If we use the input [8, 7, 6, 5, 4, 3, 2, 1] and build in an iterations counter we will see that for an input of 8 we the algorithm uses 64 iterations.

If we check the previously mentioned big O notations we will see that O(n^2) gives us a time complexity of 64 for an input of 8.

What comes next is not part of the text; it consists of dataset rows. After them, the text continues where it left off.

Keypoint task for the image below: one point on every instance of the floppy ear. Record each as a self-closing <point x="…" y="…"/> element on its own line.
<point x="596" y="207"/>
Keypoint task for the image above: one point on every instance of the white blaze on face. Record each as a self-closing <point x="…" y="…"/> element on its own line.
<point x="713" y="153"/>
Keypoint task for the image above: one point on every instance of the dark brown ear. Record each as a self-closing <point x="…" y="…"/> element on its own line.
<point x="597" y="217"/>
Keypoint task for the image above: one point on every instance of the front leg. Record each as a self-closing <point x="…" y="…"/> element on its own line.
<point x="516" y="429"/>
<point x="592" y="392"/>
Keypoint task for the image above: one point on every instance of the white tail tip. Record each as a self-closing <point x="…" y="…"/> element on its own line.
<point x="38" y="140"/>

## Is Big O Always Decisive?

You know how our physics rules don't work on the quantum scale? Well Big O is kinda similar i.e. for small inputs one algorithm can seemingly be much faster than another but do we really care if something took 1ms or 5ms? We might, in rare cases but what really matters for the vast majority of us is the difference between e.g. 500ms and 4s. So Big O is much more useful for the bigger scale and larger inputs rather then small inputs where some algorithms can be faster than others but then break down and take much more time for larger inputs.

## Conclusion

Even though I never really used Big O in day to day work, I do think it is good tool for describing algorithm complexity and as such can be beneficial to keep it in mind when writing and optimizing our solutions.